Aujourd’hui, avec « l’état d’esprit », passons à une autre belle expression. Certes, elle est moins palpable, pourtant elle est d’une importance majeure.
Avoir un « bon état d’esprit » est une des conditions « sine qua non » pour réussir dans les arts martiaux. Que ce soit en tant que pratiquant et bien davantage comme enseignant. L’enseignant qui non seulement a la responsabilité d’enseigner des techniques de combat, mais plus encore de les enseigner avec discernement et avec une maîtrise absolue.
On l’utilise cette expression pour qualifier une attitude qui n’est pas que physique. Mais une façon de se comporter, dans un dojo notamment. Mais aussi au quotidien.
Elle définit un comportement emprunt de discrétion, d’humilité, de modestie, de respect, de prévenance, d’entraide, plus largement d’une attitude positive et constructive.
Il s’agit aussi de faire preuve d’ouverture d’esprit, par exemple vis-à-vis des autres disciplines et plus largement d’absence d’apriori à propos de ce qu’on ne maîtrise pas. Faire preuve d’enthousiasme, pas de rejet stérile.
Un bon état d’esprit commence par la base : le respect. Le respect des personnes, des lieux et des traditions. Du professeur, des plus anciens, des débutants avec la fameuse entraide.
Tout cela va sans dire, mais à notre époque, ça va mieux en le disant.
Un bon état d’esprit c’est aussi une absence de prétention, d’esbroufe, de fanfaronnade ; c’est tout le contraire.
Il se matérialise aussi avec la reconnaissance envers ceux qui nous ont tant appris, les respecter et surtout ne pas les oublier.

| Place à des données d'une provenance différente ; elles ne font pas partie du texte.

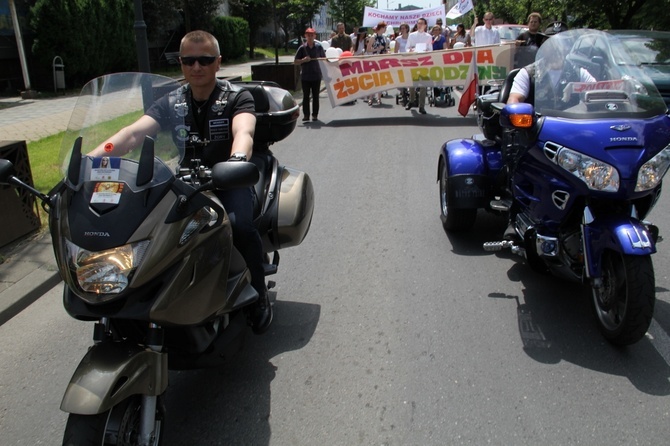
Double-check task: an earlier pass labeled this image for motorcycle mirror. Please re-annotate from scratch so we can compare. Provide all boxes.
[135,136,154,187]
[212,161,260,190]
[0,159,16,184]
[67,136,82,184]
[500,102,535,129]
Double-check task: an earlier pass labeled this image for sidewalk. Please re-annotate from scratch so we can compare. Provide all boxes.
[0,55,302,325]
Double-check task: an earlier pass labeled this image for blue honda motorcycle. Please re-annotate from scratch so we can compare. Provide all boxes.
[438,30,670,345]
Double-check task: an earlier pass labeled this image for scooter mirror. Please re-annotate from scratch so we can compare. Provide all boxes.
[0,159,16,184]
[212,161,260,190]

Pour un gradé, c’est se mettre au niveau du plus faible techniquement, avoir la patience de lui inculquer les bases qui lui permettront un jour de nous rejoindre et peut-être de nous dépasser, ce qui ne manquera pas de nous apporter la fierté d’avoir été utile et non pas de la jalousie.
Un bon état d’esprit se matérialise sur le tatami, avec, lors des exercices d’opposition, une attitude axée sur l’initiative et des réactions défensives exsangues de dangerosités. À l’entraînement, la personne avec laquelle on travaille est un partenaire et non pas un adversaire.
C’est aussi reconnaître la défaite lors de compétitions. C’est être beau joueur et féliciter son vainqueur. C’est respecter les décisions de l’arbitre ! En cas de victoire, c’est bannir toute attitude humiliante.
Un bon état d’esprit c’est essayer de poursuivre le plus longtemps possible la pratique, ne serait-ce que pour donner l’exemple !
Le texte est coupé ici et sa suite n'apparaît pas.